What do you expect for agriculture from these European elections?
Nobody talks seriously about the problems of agriculture which is treated only in an instrumental way.I had hoped that the green deal and the farm to fork strategy would be documents widely shared by all parties, but instead in the wake of the self-harming protests of the tractors, steps have been taken backwards and the controversy against "environmentalist fundamentalism" has returned with farmers who are ended up serving their executioners.
I don't agree with the lobbyist, but I understand him, he's in his own interest.Politics should instead deal with the common good and make disinterested choices:it is scandalous that, for example, a sugar tax or a ban on advertising of certain foods or that glyphosate has not been renewed for another ten years is not achieved.
We must understand that agriculture is the crossroads through which food security and the fight against climate change pass and that the current production system based on monocultures and chemistry is leading to a loss of productivity and soil sterility.In the Po Valley there is less than 1 percent organic matter in the soil!We need an alliance between producers and consumers to create sustainable food systems.

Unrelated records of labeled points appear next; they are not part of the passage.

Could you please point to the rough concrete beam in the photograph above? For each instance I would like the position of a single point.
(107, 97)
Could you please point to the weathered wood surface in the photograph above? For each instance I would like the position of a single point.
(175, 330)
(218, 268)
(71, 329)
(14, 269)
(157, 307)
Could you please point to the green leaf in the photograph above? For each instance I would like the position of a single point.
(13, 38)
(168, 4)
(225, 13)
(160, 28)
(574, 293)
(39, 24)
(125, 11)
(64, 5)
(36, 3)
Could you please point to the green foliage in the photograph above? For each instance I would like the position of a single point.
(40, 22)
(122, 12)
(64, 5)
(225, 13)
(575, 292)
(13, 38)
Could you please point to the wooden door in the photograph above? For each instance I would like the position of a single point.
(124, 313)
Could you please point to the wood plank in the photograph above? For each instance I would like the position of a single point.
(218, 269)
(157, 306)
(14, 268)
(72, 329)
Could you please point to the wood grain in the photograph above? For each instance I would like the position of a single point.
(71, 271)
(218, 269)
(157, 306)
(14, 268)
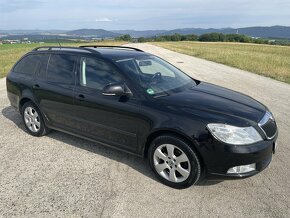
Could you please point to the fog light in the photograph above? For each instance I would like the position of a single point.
(242, 169)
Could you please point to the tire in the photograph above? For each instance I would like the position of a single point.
(174, 162)
(33, 120)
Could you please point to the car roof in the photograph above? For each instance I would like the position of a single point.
(119, 53)
(110, 52)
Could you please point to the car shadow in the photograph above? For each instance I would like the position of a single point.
(137, 163)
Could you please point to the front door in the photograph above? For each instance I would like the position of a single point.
(54, 89)
(108, 119)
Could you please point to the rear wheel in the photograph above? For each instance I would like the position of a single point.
(33, 120)
(174, 162)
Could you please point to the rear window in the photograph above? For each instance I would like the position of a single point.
(60, 68)
(28, 64)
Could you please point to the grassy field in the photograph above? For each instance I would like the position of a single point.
(9, 54)
(266, 60)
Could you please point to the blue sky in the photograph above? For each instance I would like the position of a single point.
(141, 15)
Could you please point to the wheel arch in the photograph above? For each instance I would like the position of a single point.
(191, 142)
(26, 97)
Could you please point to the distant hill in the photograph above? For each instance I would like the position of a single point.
(263, 32)
(277, 32)
(98, 33)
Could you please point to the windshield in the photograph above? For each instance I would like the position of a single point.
(157, 77)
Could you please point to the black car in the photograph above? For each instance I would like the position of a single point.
(136, 102)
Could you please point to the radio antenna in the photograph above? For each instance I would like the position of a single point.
(58, 42)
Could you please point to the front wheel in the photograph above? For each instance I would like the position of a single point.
(174, 162)
(33, 120)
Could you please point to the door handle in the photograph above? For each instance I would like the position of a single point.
(36, 86)
(80, 97)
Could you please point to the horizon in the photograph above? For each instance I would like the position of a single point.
(144, 29)
(140, 16)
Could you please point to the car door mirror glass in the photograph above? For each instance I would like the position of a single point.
(117, 89)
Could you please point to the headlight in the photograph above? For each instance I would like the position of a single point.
(234, 135)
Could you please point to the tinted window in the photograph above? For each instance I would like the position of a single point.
(97, 74)
(60, 68)
(41, 71)
(28, 64)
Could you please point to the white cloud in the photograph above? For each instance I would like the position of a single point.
(104, 19)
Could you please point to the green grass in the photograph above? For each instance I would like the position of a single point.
(266, 60)
(9, 54)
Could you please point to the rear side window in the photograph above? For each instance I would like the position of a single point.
(97, 74)
(41, 71)
(28, 64)
(60, 68)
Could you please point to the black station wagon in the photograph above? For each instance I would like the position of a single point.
(136, 102)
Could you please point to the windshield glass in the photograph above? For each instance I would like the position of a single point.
(157, 77)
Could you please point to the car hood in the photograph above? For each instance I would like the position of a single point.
(216, 104)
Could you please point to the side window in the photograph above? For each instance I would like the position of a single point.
(97, 74)
(28, 64)
(41, 71)
(60, 68)
(152, 67)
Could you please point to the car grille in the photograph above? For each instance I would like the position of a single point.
(268, 125)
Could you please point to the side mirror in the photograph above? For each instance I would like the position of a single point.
(117, 89)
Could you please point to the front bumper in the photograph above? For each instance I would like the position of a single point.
(219, 158)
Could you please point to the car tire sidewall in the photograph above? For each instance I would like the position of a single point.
(42, 131)
(195, 172)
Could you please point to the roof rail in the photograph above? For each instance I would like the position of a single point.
(49, 48)
(110, 46)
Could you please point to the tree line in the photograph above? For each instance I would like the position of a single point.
(208, 37)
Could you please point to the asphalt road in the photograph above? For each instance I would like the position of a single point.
(60, 175)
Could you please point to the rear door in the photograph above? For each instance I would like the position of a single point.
(53, 86)
(108, 119)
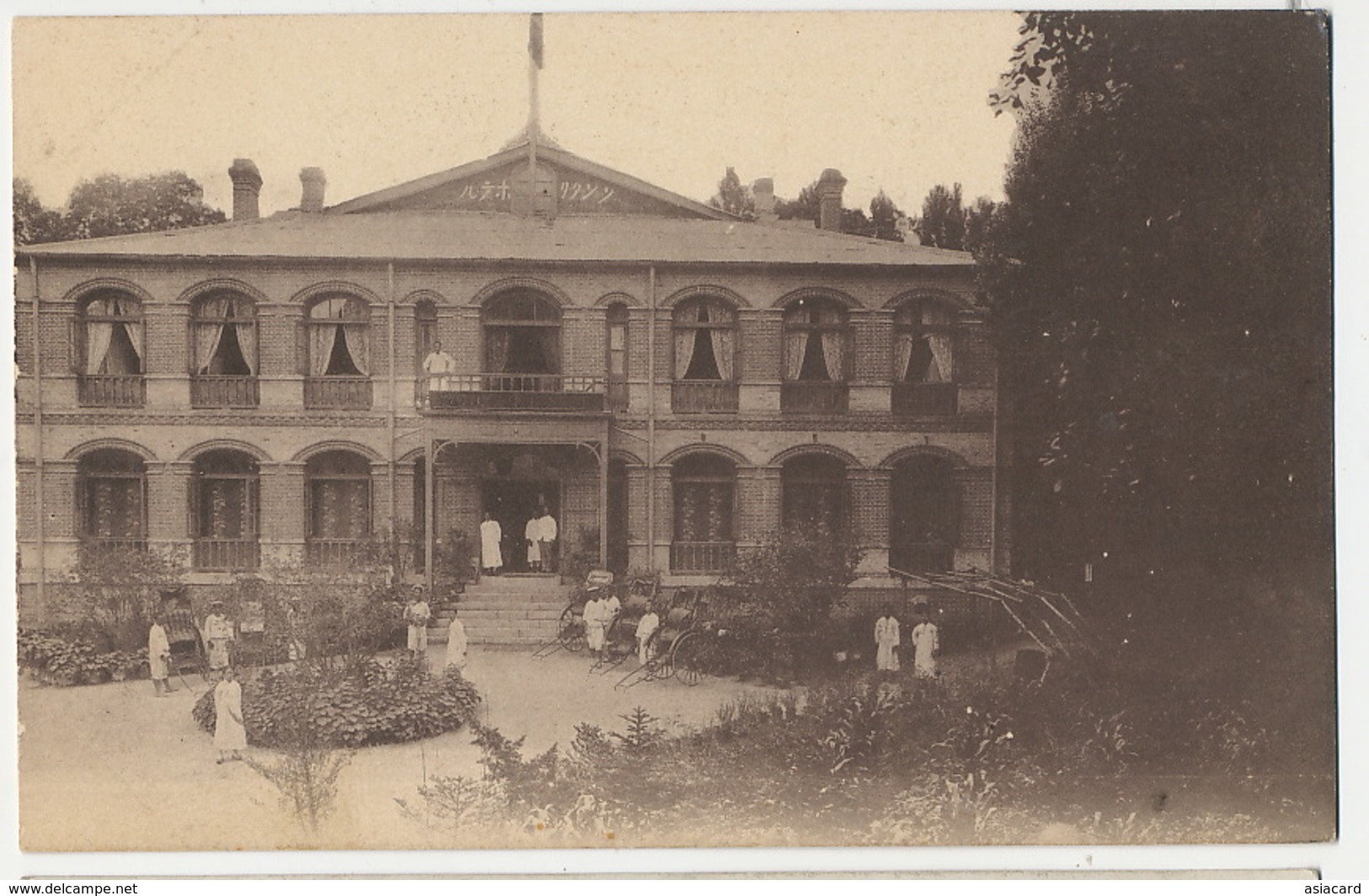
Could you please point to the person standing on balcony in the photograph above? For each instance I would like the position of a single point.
(532, 535)
(434, 365)
(547, 532)
(492, 558)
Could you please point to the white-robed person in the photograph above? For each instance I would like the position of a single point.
(887, 637)
(416, 616)
(547, 534)
(456, 644)
(532, 535)
(492, 558)
(159, 659)
(593, 624)
(230, 735)
(646, 628)
(926, 644)
(436, 364)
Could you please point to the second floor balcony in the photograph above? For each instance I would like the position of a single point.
(109, 390)
(223, 392)
(455, 393)
(814, 397)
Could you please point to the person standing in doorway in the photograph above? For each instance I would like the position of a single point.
(492, 558)
(547, 532)
(886, 642)
(926, 644)
(532, 535)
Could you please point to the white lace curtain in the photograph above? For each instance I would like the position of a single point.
(100, 334)
(334, 319)
(217, 315)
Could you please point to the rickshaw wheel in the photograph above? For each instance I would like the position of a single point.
(685, 664)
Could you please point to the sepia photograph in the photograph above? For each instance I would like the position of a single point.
(519, 431)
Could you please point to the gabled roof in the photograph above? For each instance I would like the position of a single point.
(441, 236)
(438, 188)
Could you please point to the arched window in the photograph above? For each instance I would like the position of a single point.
(339, 353)
(705, 356)
(113, 499)
(617, 349)
(924, 359)
(110, 353)
(816, 357)
(425, 337)
(923, 516)
(339, 506)
(225, 508)
(523, 339)
(223, 352)
(705, 491)
(814, 493)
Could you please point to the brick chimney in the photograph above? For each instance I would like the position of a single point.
(247, 188)
(764, 195)
(830, 186)
(313, 181)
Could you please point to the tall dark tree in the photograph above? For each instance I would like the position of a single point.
(733, 196)
(979, 221)
(942, 223)
(33, 221)
(110, 205)
(1160, 278)
(803, 208)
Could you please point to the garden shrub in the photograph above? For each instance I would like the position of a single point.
(357, 705)
(778, 600)
(66, 661)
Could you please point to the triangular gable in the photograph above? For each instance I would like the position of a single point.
(567, 185)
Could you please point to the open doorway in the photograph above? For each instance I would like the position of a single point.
(514, 502)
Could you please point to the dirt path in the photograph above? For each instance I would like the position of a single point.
(113, 768)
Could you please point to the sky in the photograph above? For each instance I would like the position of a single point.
(894, 100)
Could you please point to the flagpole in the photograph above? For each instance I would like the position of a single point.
(534, 65)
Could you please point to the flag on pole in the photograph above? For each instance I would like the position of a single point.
(534, 39)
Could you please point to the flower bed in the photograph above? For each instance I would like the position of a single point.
(356, 707)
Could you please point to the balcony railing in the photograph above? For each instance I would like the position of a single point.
(703, 397)
(814, 397)
(120, 543)
(333, 553)
(515, 392)
(922, 557)
(223, 392)
(226, 553)
(107, 390)
(618, 396)
(703, 556)
(924, 400)
(337, 392)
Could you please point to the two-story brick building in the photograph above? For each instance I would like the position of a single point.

What is the biodistrict for you?
The biodistrict is a social, environmental, economic laboratory, a possibility to give meaning to democracy and involve citizens by involving them and increasing their awareness on issues such as nutrition, separate waste collection, energy communities.It is a place that puts the common good back at the centre, the community with agriculture as the first chapter to be addressed for an ecological transition that responds to global challenges.
What do you hope for your territory?
I hope that biodiversity and crop diversification return to these places:there are some signs from some farmers who are returning to plant vines and olive trees.I hope that water will start flowing again in the streams, dried up by the intensive cultivation that has spread outside the areas of vocation.I hope the toads and goldfinches return.And in Lake Vico, where today the proliferation of red algae caused by chemical fertilizers releases toxins and deprives plants and animals of oxygen, I hope to see life return.